Some cities invite admiration. Others invite conquest. The Unfinished City invites something far more dangerous: temptation. When a traveler from a distant land enters Oo, he finds a place unlike any other—a river city of laughing citizens, half-built towers, incomplete carvings, and goods that always stop just short of flawlessness. Every corner suggests work abandoned at the final moment. Every object refuses the last polish.
To the people of Oo, this is reverence. Only their god may be perfect. To the visitor, it is waste.
He prides himself on skill. On calculation. On slipping through crowded streets unnoticed while appearing entirely at ease. As he studies the city’s strange custom, his irritation grows. If perfection exists anywhere, it must be in the temple at the city’s heart. And when he finds it—cold, immaculate, gleaming with impossible detail—he cannot resist testing whether the god’s watchfulness is as complete as its carving.
What follows is not a chase filled with shouting crowds or clashing steel. It is quieter. Stranger. More deliberate. A journey through jungle and darkness shadowed by smiling men who never seem to hurry and never seem to doubt the outcome. The visitor believes he understands pursuit. He believes he understands risk. But he has never before faced a world that refuses to finish what it begins—because something else always does. The Unfinished City is early planetary fantasy with a sharp edge.
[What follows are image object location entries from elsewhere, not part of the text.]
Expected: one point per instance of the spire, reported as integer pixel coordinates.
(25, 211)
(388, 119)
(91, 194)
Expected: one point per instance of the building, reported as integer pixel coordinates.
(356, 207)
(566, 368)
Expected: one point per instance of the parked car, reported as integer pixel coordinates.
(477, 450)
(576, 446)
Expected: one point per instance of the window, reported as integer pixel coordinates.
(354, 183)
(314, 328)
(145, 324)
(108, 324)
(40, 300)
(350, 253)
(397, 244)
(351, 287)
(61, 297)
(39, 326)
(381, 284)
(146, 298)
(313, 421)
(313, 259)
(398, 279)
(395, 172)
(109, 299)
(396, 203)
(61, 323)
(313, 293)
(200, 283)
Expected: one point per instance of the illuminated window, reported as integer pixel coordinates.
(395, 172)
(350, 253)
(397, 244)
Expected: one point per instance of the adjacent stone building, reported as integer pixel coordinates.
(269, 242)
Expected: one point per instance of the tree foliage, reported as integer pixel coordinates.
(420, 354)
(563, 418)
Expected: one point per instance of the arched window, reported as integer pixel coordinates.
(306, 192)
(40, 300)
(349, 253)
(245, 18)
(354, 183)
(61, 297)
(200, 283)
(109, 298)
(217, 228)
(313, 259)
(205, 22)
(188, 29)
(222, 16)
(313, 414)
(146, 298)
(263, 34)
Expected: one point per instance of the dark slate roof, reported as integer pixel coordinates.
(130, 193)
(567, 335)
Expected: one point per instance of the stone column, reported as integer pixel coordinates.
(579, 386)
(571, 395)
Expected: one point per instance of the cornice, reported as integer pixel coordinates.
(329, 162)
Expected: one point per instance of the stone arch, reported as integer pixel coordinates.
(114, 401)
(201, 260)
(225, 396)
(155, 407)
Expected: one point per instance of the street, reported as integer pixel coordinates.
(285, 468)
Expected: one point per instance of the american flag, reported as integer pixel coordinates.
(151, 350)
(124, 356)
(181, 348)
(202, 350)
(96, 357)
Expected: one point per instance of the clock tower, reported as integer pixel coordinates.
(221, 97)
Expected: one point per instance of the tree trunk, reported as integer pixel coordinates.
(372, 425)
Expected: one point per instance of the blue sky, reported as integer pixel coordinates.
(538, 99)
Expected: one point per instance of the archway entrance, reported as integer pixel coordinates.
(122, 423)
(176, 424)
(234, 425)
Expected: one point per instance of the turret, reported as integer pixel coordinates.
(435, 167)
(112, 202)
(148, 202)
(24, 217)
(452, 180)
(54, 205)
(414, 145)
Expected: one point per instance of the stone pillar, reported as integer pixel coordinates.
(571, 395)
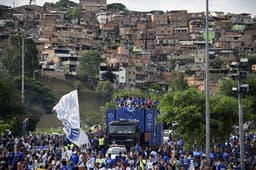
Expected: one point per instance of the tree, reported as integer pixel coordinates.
(104, 90)
(188, 109)
(12, 56)
(178, 82)
(11, 110)
(88, 65)
(37, 95)
(109, 75)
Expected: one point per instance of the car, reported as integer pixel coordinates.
(115, 150)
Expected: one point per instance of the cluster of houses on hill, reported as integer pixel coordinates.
(143, 47)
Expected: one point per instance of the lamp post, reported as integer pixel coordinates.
(207, 101)
(22, 70)
(241, 73)
(22, 67)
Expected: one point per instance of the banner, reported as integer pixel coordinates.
(67, 110)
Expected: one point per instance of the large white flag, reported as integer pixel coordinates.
(67, 110)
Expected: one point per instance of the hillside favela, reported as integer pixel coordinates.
(95, 85)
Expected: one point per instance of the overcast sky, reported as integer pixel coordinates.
(233, 6)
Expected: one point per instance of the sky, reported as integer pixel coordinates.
(232, 6)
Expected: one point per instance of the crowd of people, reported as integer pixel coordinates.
(54, 151)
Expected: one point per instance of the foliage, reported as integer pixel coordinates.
(11, 109)
(89, 63)
(104, 90)
(178, 82)
(12, 56)
(188, 109)
(36, 94)
(223, 114)
(115, 7)
(109, 75)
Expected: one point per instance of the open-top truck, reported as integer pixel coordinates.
(128, 126)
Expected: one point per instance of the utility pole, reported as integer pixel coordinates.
(241, 121)
(241, 69)
(22, 70)
(207, 102)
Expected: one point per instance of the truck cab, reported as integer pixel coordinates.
(124, 132)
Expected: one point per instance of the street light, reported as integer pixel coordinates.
(22, 67)
(207, 100)
(241, 73)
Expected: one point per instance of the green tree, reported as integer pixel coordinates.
(88, 65)
(188, 109)
(109, 75)
(104, 90)
(178, 82)
(11, 110)
(12, 56)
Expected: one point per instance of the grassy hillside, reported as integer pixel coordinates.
(89, 104)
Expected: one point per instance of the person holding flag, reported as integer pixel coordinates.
(67, 110)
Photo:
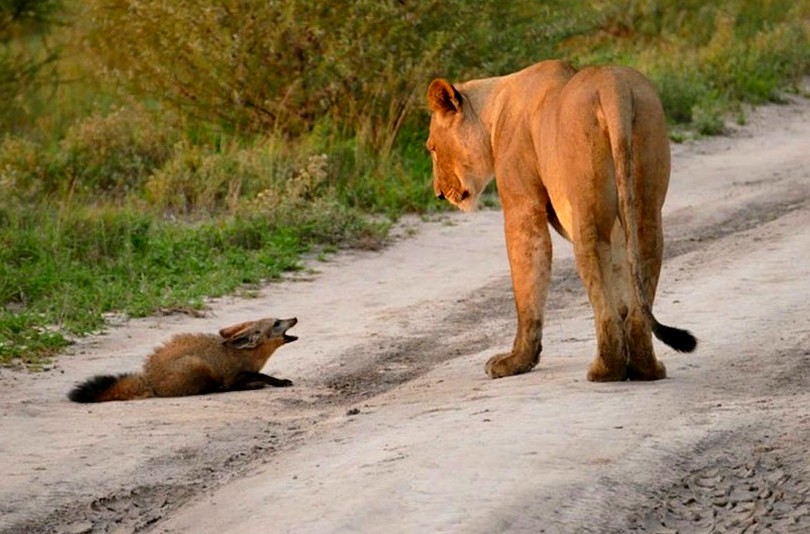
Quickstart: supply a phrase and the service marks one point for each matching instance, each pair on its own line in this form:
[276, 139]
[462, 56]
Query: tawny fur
[195, 364]
[586, 152]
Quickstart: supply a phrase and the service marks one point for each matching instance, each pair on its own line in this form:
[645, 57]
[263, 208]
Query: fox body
[195, 364]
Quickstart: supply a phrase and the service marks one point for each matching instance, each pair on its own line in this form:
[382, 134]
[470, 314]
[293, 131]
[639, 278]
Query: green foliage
[26, 62]
[283, 66]
[72, 266]
[214, 142]
[706, 58]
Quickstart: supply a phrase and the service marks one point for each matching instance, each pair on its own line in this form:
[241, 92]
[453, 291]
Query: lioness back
[586, 152]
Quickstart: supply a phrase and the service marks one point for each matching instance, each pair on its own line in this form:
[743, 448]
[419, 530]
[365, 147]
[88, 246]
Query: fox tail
[103, 388]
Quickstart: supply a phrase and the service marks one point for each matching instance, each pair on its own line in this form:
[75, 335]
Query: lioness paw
[508, 364]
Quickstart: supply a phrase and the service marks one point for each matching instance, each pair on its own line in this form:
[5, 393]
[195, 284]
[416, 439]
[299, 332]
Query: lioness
[586, 152]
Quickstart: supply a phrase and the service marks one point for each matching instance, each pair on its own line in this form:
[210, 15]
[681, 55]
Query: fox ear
[443, 98]
[248, 337]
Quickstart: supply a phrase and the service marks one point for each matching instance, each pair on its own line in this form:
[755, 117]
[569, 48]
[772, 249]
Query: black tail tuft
[680, 340]
[92, 388]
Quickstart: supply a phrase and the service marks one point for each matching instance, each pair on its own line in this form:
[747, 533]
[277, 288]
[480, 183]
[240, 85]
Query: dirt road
[392, 425]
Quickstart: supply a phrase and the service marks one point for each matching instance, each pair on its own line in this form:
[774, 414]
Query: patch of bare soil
[393, 424]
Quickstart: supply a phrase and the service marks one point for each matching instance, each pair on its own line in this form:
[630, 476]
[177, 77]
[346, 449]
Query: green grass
[199, 158]
[71, 269]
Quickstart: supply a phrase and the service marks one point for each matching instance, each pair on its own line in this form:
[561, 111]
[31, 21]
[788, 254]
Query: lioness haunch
[586, 152]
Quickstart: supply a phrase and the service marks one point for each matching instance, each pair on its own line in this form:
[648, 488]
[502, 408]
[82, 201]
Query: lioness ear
[443, 97]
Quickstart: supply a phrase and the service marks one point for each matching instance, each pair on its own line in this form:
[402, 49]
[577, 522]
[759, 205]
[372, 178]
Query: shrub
[282, 66]
[112, 153]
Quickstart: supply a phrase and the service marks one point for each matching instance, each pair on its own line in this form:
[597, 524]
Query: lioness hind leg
[595, 269]
[642, 363]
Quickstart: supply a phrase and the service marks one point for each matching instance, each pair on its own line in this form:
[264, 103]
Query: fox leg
[249, 380]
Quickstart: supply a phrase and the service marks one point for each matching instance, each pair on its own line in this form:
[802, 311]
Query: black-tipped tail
[678, 339]
[93, 389]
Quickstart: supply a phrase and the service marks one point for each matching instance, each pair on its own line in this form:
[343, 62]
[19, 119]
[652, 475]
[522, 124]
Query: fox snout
[284, 325]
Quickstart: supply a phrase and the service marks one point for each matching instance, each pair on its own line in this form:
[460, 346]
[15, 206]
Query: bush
[283, 66]
[26, 62]
[112, 153]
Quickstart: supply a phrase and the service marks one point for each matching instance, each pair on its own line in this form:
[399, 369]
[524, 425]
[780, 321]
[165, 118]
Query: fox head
[261, 338]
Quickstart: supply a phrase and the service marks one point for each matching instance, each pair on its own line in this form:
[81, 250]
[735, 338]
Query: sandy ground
[392, 425]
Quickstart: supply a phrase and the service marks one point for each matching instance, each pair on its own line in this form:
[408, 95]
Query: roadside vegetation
[157, 154]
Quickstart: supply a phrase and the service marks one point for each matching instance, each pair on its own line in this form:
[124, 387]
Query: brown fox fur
[195, 364]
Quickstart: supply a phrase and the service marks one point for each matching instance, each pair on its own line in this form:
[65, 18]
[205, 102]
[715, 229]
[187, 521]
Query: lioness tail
[677, 338]
[620, 134]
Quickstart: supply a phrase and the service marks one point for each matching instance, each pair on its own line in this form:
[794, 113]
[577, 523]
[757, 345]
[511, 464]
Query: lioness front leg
[528, 246]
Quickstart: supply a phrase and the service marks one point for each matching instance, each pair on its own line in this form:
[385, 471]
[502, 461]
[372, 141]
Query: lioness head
[459, 146]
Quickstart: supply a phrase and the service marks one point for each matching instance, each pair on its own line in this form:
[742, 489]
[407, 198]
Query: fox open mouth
[289, 338]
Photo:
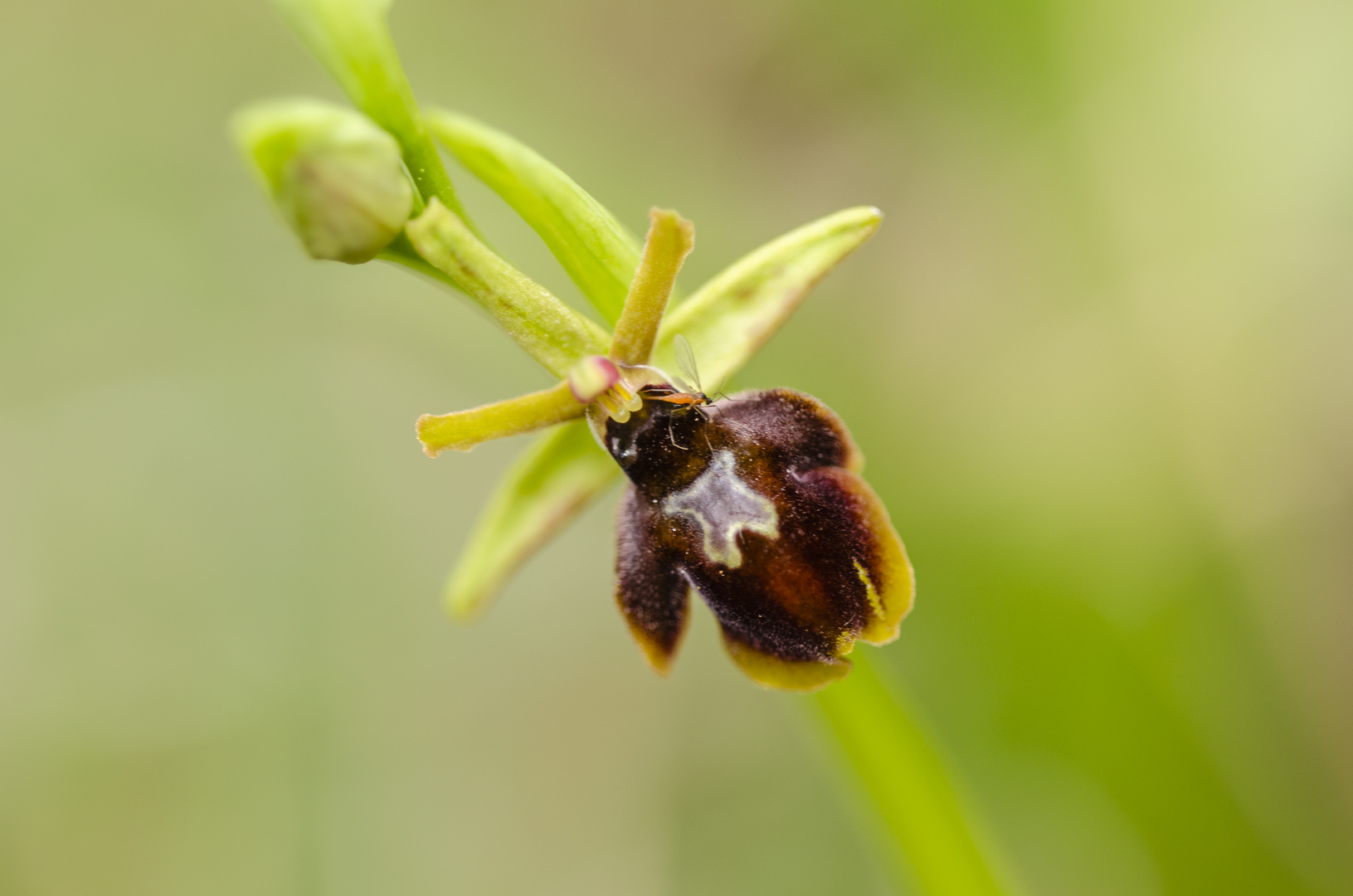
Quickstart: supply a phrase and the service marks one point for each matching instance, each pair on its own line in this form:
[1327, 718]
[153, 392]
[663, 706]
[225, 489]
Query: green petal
[591, 246]
[732, 315]
[351, 38]
[465, 429]
[547, 488]
[551, 332]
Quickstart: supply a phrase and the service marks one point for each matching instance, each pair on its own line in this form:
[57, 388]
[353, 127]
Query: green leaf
[732, 315]
[670, 240]
[551, 332]
[938, 844]
[591, 246]
[547, 488]
[465, 429]
[352, 40]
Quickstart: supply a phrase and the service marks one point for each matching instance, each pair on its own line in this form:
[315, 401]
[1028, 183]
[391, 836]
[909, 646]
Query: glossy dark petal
[757, 504]
[650, 585]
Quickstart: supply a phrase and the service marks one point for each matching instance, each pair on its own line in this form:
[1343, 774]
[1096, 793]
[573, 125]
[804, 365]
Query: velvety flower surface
[757, 504]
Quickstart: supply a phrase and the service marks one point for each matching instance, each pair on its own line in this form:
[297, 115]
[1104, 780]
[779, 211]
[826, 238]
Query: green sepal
[732, 315]
[561, 473]
[590, 244]
[551, 332]
[351, 38]
[465, 429]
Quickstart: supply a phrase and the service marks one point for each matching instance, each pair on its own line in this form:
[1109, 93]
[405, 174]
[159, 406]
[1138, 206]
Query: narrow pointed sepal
[465, 429]
[731, 317]
[548, 329]
[757, 504]
[550, 485]
[593, 246]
It blends exotic setting with moral irony and delivers its judgment slowly, almost playfully, until there is nowhere left to turn.
Donald A. Wollheim wrote this tale early in his career, long before he became one of the most influential editors and publishers in science fiction. Born in 1914, Wollheim was active in early fandom and was one of the founding figures behind organized science fiction communities in the 1930s.